Creating a mirror data task
To mirror data to Snowflake, do the following:
-
Open the project that contains the storage task for the data you want to mirror.
-
Click
More actions on the storage task. Select Mirror data, and configure it:
-
Name: Enter a name for your mirror task.
-
Description: Optionally, describe the purpose of the task.
-
Connection:
-
To use an existing connection, click Select to open the Secure source connection dialog. Select the Space where your connection is located, then select the connection. Click Edit to amend the connection properties.
-
To create a new connection, click Create connection to open the Create connection dialog and follow the instructions.
-
-
Database: Enter the name of the database where you want to mirror the data.
-
Snowflake external volume: Enter the name of the external volume created in Snowflake.
-
Snowflake catalog integration: Enter the name of the catalog integration created in Snowflake.
-
Select how you want your data to be refreshed in Snowflake:
-
Qlik-managed: Select this option if you want to create downstream transformations. This requires an active Snowflake warehouse and is monitored by Qlik.
-
Snowflake-managed: Select this option when you do not want to perform downstream transformations. A Snowflake warehouse is not required and therefore not monitored by Qlik. This is administered and monitored in Snowflake.
-
Create the mirror task to add it to the storage task in your pipeline.
-
Click
More actions on the mirror task and select Open. Ensure you are displaying the Design view.
-
To select a subset of the available datasets, click Select source data and remove any unwanted datasets.
-
Click Prepare to create the external table in Snowflake and mirror the data.

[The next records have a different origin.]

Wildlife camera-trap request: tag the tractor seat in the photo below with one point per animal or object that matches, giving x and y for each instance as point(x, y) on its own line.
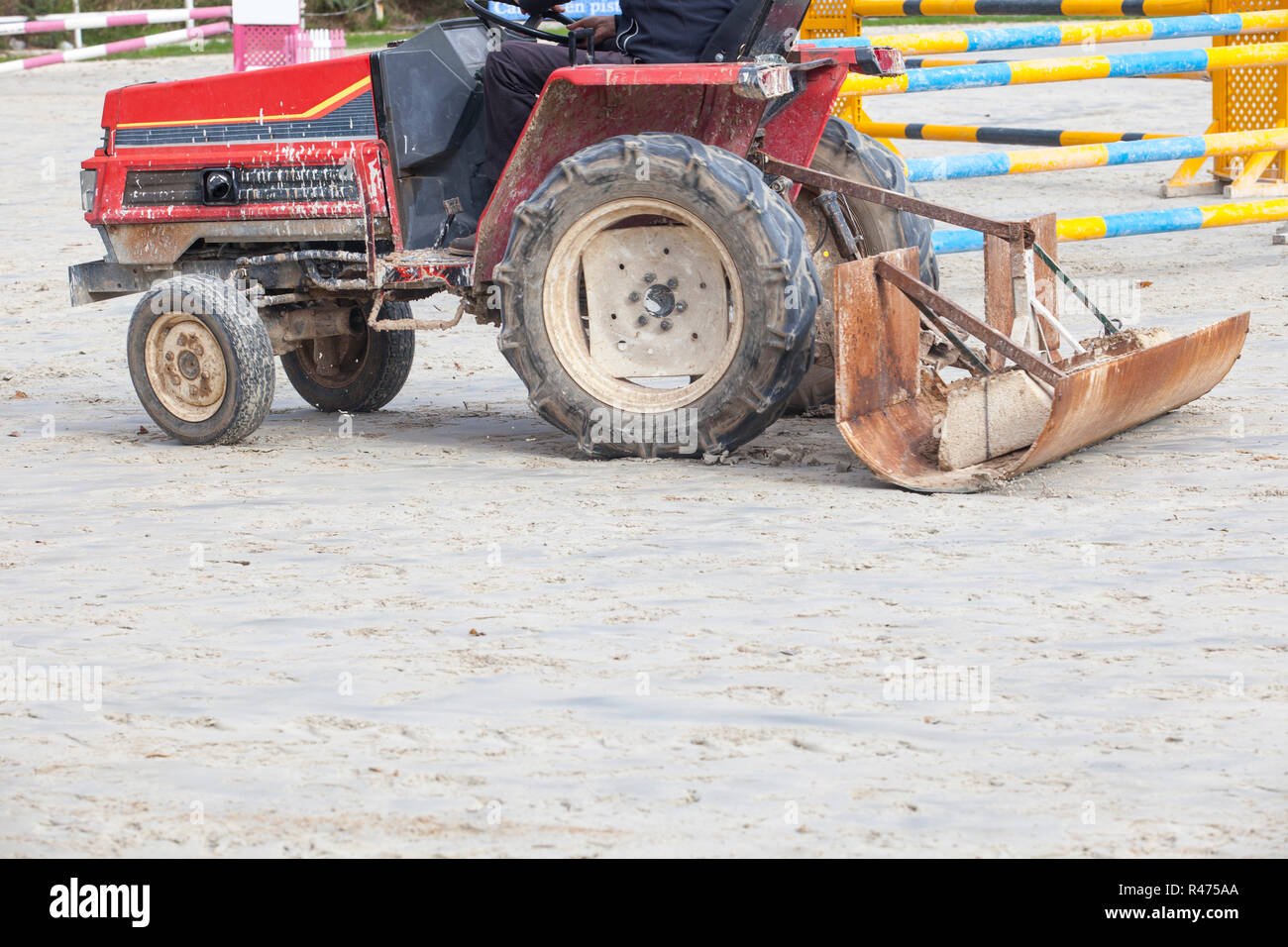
point(755, 27)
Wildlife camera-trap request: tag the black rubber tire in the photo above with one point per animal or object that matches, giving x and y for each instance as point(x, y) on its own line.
point(764, 239)
point(849, 154)
point(245, 346)
point(385, 364)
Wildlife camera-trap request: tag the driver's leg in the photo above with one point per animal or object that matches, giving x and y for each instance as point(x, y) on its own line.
point(513, 77)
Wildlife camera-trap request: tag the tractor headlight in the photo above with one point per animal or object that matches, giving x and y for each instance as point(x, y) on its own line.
point(89, 185)
point(218, 187)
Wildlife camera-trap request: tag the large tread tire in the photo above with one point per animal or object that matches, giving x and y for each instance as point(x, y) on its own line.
point(244, 346)
point(384, 367)
point(763, 236)
point(849, 154)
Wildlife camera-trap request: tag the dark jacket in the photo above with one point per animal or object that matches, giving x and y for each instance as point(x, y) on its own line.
point(669, 30)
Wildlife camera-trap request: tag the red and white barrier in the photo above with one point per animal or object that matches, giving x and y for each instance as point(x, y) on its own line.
point(119, 47)
point(97, 21)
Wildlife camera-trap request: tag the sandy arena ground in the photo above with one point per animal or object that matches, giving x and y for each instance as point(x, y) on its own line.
point(670, 659)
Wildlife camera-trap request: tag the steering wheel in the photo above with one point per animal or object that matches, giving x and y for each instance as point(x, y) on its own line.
point(527, 29)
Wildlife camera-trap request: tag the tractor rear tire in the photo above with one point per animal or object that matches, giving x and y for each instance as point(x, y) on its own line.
point(849, 154)
point(355, 372)
point(201, 361)
point(755, 324)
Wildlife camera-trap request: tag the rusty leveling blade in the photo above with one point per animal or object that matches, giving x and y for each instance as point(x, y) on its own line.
point(890, 408)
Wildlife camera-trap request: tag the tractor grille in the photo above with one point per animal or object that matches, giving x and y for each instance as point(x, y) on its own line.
point(154, 188)
point(297, 183)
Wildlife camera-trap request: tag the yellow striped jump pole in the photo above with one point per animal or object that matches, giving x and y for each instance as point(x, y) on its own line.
point(997, 134)
point(1026, 8)
point(954, 241)
point(1038, 35)
point(1072, 68)
point(1177, 149)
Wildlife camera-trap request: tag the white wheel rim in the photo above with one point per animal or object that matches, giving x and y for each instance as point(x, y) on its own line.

Performing transformations
If you need to transform your data, you can create a Snowflake project and use a mirror data task within your Qlik Open Lakehouse project as the source. To create a transformation task using data from an existing project, see Building cross-project pipelines.
Deleting a mirror data task
When you delete a mirror task, the external tables and views are deleted from Snowflake and no longer available to query. A storage task cannot be deleted while a mirror task is reading from it.
To delete a mirror data task, do the following:
-
On the Mirror data task you want to delete, click the
More actions menu on the task and select Delete. -
In the confirmation dialog, click Delete.